Lockyers’s claims that California is not broken, won’t default on its debt, and isn’t anti-business isn’t born out by the realities at hand:

· California’s Unemployment, Worker’s Compensation, CalWORKS, and Medi-Cal funds are broke. These funds have been patched by Federal loans and subsidies for the last two years but the availability of these funds is running out. Gov.-elect Brown and state Treasurer Lockyer have not detailed how they plan to fund these broken safety net programs.

· It isn’t fully honest to say that California won’t default on its bonded indebtedness when it has made clear that it is cramming down its budget deficit to local governments and school districts who may be more prone to default. The risk of default on state bonds is a horse of a different color than local government defaults.

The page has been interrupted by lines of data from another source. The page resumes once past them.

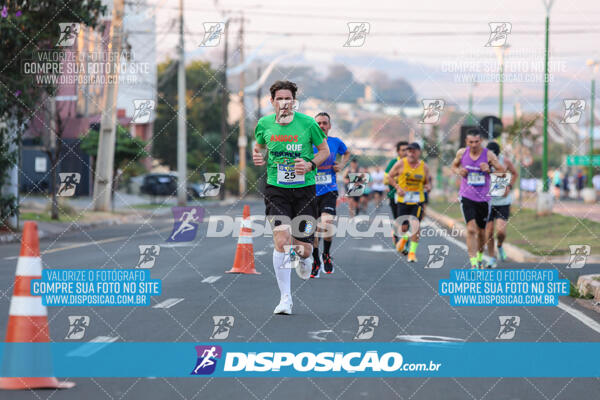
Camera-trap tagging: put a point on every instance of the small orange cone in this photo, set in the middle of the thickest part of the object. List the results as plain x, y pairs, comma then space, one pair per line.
244, 254
27, 317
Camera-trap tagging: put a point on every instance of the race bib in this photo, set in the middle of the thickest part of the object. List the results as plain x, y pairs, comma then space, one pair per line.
287, 176
476, 179
323, 178
412, 197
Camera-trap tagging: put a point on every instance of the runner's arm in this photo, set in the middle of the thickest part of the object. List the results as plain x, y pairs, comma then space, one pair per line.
394, 173
345, 157
456, 168
493, 160
257, 154
428, 185
514, 174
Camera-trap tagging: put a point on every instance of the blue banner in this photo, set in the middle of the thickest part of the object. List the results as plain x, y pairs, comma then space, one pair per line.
299, 359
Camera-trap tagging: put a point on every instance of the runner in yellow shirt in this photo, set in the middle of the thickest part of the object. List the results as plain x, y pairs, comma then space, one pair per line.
410, 178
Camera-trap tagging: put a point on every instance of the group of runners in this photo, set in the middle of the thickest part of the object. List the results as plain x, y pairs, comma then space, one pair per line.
301, 191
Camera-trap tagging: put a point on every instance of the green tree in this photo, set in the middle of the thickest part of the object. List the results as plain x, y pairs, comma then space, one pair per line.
128, 151
27, 27
203, 119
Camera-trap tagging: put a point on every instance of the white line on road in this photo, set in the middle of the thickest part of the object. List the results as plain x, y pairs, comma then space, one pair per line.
580, 316
211, 279
77, 245
87, 349
167, 303
589, 322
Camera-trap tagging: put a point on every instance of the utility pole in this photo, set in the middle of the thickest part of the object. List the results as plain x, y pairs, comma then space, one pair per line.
242, 139
258, 96
106, 142
224, 101
181, 119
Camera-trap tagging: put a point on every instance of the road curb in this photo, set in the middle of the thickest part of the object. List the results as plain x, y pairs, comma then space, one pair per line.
513, 252
589, 285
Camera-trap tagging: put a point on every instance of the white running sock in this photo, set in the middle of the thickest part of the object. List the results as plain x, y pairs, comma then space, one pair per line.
283, 275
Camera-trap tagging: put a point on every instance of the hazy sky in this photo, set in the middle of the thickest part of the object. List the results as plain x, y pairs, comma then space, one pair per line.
442, 41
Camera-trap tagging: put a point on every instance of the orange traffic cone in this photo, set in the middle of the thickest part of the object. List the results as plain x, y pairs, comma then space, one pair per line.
244, 254
27, 317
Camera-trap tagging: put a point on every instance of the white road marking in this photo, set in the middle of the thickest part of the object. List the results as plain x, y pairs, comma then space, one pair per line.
592, 324
77, 245
427, 338
589, 322
211, 279
86, 350
317, 334
377, 248
167, 303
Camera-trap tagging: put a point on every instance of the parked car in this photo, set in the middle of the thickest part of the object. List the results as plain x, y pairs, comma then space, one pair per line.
159, 185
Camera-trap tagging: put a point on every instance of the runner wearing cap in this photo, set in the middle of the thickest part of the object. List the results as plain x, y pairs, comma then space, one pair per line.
410, 178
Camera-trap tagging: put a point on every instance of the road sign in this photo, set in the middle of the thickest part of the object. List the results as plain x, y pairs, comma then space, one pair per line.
583, 161
490, 124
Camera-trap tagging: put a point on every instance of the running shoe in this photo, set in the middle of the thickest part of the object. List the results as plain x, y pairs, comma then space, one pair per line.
412, 257
284, 306
502, 253
304, 267
316, 270
327, 264
401, 245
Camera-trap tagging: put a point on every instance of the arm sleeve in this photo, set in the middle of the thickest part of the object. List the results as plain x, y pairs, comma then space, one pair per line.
342, 149
316, 134
258, 133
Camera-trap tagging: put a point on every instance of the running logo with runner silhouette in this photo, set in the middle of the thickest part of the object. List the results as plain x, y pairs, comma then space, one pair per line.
508, 326
223, 325
77, 326
185, 224
213, 184
68, 183
68, 34
437, 255
207, 359
366, 326
148, 254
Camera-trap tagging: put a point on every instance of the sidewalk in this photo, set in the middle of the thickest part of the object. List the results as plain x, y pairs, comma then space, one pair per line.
570, 208
125, 211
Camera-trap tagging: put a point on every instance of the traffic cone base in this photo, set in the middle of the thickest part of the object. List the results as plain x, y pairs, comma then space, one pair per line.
34, 383
244, 254
28, 318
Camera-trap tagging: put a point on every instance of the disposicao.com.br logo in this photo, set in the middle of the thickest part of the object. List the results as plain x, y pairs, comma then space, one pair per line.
369, 361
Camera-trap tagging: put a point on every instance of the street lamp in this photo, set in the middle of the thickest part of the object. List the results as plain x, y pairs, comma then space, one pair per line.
589, 195
544, 202
595, 64
501, 51
471, 116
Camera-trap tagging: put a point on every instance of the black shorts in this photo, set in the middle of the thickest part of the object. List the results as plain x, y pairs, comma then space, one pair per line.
477, 210
416, 210
499, 212
394, 207
326, 203
285, 204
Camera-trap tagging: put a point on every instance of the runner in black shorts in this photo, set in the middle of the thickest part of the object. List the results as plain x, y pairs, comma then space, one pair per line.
326, 186
289, 136
401, 149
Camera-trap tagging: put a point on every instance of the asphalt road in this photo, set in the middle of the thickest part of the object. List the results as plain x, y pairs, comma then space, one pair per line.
370, 279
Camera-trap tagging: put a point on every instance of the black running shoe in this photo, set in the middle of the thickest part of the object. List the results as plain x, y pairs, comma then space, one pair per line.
316, 270
327, 265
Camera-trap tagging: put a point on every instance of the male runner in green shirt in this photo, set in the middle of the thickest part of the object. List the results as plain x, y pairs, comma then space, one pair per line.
288, 137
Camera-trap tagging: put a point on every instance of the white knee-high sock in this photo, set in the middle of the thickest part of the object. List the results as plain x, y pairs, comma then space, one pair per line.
283, 275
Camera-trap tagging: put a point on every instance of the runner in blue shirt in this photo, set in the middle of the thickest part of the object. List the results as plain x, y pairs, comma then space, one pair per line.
327, 193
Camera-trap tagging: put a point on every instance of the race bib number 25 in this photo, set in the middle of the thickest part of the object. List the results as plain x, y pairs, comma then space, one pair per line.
287, 176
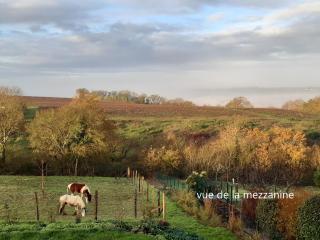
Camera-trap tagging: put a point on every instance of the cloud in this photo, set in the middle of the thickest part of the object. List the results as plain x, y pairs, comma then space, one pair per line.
63, 14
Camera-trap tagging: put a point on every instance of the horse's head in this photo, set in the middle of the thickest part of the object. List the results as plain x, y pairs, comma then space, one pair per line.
83, 212
87, 195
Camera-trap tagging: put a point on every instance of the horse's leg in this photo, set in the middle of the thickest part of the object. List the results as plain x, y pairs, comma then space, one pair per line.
61, 209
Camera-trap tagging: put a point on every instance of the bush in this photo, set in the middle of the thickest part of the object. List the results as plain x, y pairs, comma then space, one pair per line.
266, 214
309, 219
288, 213
187, 201
198, 182
248, 210
316, 178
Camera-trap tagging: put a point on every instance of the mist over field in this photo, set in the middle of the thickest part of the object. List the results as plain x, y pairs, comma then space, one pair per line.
260, 97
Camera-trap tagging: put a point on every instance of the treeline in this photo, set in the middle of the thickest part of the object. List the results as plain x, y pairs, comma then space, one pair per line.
129, 96
279, 156
76, 139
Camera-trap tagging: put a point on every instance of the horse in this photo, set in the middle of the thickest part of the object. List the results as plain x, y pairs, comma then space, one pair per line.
81, 188
73, 201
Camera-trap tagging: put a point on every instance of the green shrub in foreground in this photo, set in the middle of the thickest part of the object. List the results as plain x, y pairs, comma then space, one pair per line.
309, 220
316, 178
266, 217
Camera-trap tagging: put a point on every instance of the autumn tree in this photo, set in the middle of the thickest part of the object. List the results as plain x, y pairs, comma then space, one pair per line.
71, 133
11, 117
312, 106
239, 102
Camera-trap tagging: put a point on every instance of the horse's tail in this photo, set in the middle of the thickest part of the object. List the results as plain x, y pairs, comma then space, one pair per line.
69, 188
62, 205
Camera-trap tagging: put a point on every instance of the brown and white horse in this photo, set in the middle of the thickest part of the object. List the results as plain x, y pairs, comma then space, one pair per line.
73, 201
80, 188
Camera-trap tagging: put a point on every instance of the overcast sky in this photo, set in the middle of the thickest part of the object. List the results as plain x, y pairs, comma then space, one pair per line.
175, 48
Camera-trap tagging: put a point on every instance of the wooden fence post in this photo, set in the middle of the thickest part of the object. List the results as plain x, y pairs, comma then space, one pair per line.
147, 193
139, 183
96, 206
163, 206
37, 206
135, 203
142, 183
159, 207
128, 172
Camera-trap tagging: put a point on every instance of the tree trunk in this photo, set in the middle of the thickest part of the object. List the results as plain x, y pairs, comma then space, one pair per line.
76, 168
42, 176
3, 155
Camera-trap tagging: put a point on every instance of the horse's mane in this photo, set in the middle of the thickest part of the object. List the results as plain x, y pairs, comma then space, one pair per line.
85, 187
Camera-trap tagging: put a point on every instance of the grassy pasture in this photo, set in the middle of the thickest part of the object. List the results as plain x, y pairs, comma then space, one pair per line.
115, 203
17, 200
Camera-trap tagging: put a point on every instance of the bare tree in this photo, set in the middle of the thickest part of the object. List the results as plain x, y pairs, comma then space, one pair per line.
11, 117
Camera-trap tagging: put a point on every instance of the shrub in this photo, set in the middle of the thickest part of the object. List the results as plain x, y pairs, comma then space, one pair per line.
309, 219
288, 213
316, 178
187, 201
207, 215
266, 214
235, 224
248, 211
198, 182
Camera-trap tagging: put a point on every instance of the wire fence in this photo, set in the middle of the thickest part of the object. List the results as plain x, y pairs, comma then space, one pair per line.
130, 201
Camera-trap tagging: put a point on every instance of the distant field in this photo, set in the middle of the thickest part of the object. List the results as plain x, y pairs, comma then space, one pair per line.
166, 110
17, 201
115, 203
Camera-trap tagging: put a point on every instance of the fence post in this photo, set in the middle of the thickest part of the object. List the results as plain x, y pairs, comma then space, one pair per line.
37, 206
96, 205
128, 172
142, 183
147, 193
159, 209
135, 203
139, 183
231, 193
163, 206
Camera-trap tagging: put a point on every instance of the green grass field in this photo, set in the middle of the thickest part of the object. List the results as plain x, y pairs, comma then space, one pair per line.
115, 203
115, 198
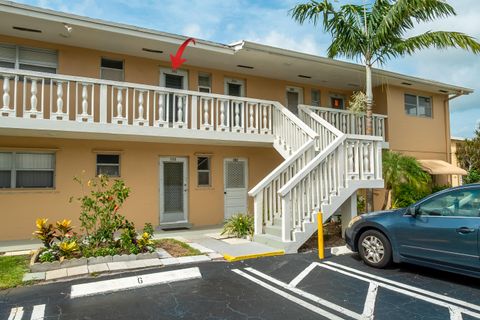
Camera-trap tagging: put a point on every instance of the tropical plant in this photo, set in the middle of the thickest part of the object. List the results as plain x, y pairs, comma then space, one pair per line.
45, 232
473, 176
99, 215
239, 225
398, 170
68, 247
468, 155
374, 33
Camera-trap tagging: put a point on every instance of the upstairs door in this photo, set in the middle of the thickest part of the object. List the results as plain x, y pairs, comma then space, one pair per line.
173, 190
174, 80
294, 97
234, 87
235, 186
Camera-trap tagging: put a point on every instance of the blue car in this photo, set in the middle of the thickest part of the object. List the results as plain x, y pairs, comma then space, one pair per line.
440, 231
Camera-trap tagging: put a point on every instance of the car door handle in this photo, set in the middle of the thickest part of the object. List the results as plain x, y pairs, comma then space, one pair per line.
464, 230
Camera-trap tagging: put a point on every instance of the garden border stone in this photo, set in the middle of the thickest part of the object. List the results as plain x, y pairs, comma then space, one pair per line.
77, 262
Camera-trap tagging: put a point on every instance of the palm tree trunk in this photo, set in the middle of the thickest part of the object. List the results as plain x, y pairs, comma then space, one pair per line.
368, 126
386, 200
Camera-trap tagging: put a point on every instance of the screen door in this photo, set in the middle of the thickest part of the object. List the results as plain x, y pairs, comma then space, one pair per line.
235, 186
173, 190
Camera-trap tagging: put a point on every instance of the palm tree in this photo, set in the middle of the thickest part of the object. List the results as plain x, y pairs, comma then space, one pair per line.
399, 169
375, 33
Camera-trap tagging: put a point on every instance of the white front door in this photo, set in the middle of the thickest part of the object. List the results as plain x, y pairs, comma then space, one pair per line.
294, 98
235, 186
234, 87
175, 80
173, 190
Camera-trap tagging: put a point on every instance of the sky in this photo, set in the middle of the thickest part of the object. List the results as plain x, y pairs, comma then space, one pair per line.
268, 22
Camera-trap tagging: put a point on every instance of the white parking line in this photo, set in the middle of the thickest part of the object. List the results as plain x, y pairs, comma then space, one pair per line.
402, 291
38, 313
301, 276
408, 287
369, 307
16, 313
288, 296
307, 295
113, 285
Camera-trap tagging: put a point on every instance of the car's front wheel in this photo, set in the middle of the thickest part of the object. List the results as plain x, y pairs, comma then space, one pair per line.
375, 249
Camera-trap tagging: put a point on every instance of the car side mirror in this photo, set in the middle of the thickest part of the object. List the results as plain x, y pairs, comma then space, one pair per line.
413, 211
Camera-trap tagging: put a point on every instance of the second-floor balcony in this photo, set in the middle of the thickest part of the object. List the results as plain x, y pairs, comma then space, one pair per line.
54, 105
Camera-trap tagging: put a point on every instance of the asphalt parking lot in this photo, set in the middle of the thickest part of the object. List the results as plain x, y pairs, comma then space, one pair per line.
295, 286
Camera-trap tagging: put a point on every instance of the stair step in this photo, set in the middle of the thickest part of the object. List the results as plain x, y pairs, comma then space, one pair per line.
275, 230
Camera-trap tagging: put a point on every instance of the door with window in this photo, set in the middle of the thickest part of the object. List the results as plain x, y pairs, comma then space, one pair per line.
234, 87
235, 186
173, 190
444, 229
294, 98
175, 80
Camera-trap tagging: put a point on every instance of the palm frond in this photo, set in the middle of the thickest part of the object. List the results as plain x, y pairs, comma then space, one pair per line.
402, 15
312, 11
439, 40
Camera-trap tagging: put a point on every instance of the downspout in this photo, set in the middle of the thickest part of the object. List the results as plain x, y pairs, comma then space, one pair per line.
446, 107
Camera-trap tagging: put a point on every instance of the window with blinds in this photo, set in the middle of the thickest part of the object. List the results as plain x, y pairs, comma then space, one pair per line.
27, 170
108, 164
112, 69
27, 58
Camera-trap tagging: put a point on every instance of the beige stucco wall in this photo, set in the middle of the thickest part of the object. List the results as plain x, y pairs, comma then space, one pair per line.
139, 169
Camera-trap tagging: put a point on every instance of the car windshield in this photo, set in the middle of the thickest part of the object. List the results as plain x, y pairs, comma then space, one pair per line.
461, 203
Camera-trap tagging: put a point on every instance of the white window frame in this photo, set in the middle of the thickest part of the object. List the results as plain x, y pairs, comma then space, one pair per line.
108, 164
319, 97
337, 96
107, 68
13, 170
417, 98
17, 61
204, 170
183, 73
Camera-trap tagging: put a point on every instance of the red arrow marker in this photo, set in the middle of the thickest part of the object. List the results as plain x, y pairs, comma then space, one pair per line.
177, 60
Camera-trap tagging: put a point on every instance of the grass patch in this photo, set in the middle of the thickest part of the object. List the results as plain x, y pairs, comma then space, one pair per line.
176, 248
12, 269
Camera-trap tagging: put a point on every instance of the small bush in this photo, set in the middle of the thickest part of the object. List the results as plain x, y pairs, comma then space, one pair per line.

· California’s near-worst or worst ranking as far as overall tax burden is not “business friendly.” Neither are reckless environmental regulation and lawsuits that can eat up revenue like a horse.

To repeat the forboding words of former FDIC Chairman William Isaac cited above, neither Gov.-elect Jerry Brown’s or state Treasurer Bill Lockyer’s recent pronouncements indicate that California’s leaders have an overall plan other than to raise taxes and utility rates; many of Lockyer’s statements are half-false; the public is not being provided with adequate information as to the greater risk of local government defaults; and the timing and decisions of public officials seem overly dominated by political considerations.

California officials can issue reassurances and temporarily plug budget deficits with Federal bailouts or hyped green jobs programs. But none of this is likely to have any positive bearing on investor confidence, as shown by the results of the Federal Stimulus Program thus far. The source of California’s financial distress is social, not solely material.

California may be unbroken, but so is a wild horse.